Parco archeologico Selinunte

(di Angela Sciortino) Nel parco archeologico più vasto d’Europa domani, 25 luglio, entrerà la mietitrebbia e sotto l’occhio attento dei tecnici del Consorzio di ricerca Ballatore si effettuerà la raccolta dei grani antichi coltivati sui nove dei dieci ettari destinati alla produzione agricola. Timilia, Russello e Perciasacchi, queste le varietà seminate nelle terre selinuntine, sotto forma di pasta e cous cous andranno sugli scaffali dello shop all’ingresso dell’area archeologica con il logo del Parco archeologico di Selinunte. Accanto ci saranno anche le confezioni di lenticchie e ceci (per questi sono state scelte le varietà Sultano e Pascià).

Non solo grani duri antichi a Selinunte, ma anche la varietà Hammurabi del Triticum monococcum, specie che può essere considerata capostipite di tutti i grani che troviamo sulle nostre tavole. Monococco era il primo grano coltivato nella mezzaluna fertile (oggi coincidente con i territorio di Palestina, Giordania, Libano e Siria) e di monococco sono i semi ritrovati, come ha dimostrato Sebastiano Tusa, all’interno della Grotta dell’Uzzo, uno dei più importanti siti preistorici della Sicilia.

La versione ancestrale dei grani attualmente coltivati ha un numero di cromosomi pari alla metà del grano duro e a un terzo di quello tenero. La varietà che porta il nome del sesto re della I dinastia di Babilonia, Hammurabi, ricordato per avere promulgato una raccolta di leggi nota come il codice che porta il suo nome, non è ovviamente più la stessa di quella coltivata alcuni millenni prima di Cristo.
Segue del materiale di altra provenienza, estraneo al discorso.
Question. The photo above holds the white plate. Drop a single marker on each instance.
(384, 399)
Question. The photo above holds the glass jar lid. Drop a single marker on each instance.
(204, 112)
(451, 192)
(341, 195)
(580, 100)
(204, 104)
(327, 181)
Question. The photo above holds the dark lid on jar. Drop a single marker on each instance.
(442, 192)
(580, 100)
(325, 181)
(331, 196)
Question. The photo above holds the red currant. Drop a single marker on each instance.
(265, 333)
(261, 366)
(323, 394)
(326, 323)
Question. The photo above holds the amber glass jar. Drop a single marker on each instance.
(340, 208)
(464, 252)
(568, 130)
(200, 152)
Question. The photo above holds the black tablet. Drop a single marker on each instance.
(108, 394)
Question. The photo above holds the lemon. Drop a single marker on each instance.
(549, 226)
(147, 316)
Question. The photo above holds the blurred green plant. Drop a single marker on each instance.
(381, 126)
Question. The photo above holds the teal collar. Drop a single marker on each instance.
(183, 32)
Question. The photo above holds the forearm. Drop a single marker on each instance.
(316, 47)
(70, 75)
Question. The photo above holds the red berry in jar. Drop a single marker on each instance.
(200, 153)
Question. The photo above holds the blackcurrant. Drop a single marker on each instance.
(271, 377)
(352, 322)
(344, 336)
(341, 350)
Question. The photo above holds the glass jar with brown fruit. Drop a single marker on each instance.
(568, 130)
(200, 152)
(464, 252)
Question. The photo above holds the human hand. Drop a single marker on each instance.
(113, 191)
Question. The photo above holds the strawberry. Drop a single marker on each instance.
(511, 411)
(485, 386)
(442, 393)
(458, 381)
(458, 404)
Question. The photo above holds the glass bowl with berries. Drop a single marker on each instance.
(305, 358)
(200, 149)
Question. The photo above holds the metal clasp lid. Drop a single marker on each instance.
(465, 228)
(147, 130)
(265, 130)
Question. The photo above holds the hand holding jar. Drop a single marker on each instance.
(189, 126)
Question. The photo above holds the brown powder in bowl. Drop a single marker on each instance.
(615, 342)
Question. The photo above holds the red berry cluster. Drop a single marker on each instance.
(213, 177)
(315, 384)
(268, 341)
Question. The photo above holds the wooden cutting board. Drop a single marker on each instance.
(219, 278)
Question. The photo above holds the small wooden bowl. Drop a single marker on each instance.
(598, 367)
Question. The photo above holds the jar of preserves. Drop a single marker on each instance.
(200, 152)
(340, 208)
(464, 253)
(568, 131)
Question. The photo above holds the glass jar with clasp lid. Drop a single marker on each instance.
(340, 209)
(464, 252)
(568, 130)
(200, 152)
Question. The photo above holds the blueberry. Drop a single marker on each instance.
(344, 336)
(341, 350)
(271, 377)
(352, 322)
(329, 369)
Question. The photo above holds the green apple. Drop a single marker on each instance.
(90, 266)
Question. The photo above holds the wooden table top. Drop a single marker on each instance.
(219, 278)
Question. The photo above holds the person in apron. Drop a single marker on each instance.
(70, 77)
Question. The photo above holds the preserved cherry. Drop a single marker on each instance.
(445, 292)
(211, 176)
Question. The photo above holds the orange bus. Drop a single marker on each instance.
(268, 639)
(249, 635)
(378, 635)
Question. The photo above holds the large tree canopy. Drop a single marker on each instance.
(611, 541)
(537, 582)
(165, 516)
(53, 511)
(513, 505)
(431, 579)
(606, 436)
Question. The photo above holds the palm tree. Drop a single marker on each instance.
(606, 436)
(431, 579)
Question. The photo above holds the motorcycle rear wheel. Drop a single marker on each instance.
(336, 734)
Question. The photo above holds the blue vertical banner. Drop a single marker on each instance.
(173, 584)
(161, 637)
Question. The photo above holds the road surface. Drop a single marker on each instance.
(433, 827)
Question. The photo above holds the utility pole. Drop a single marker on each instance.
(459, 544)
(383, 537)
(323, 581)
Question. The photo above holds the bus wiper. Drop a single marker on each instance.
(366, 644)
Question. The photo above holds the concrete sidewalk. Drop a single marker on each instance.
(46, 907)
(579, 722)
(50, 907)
Ma è una varietà che è stata selezionata, isolata e riprodotta in purezza secondo rigidi schemi imposti dalla legislazione di settore che ne permette la tracciabilità dal campo allo scaffale.

«Ben 10 ettari del parco archeologico saranno destinati a rinvigorire una tradizione sopita da oltre 20 anni: l’agricoltura», dice Enrico Caruso, direttore del parco Archeologico di Selinunte. «Tutti i prodotti – continua Caruso – avranno il logo del Parco Archeologico di Selinunte e quello del Consorzio Ballatore, organismo che fa capo all’assessorato regionale all’Agricoltura che ha curato la sperimentazione di cui si raccoglieranno i frutti».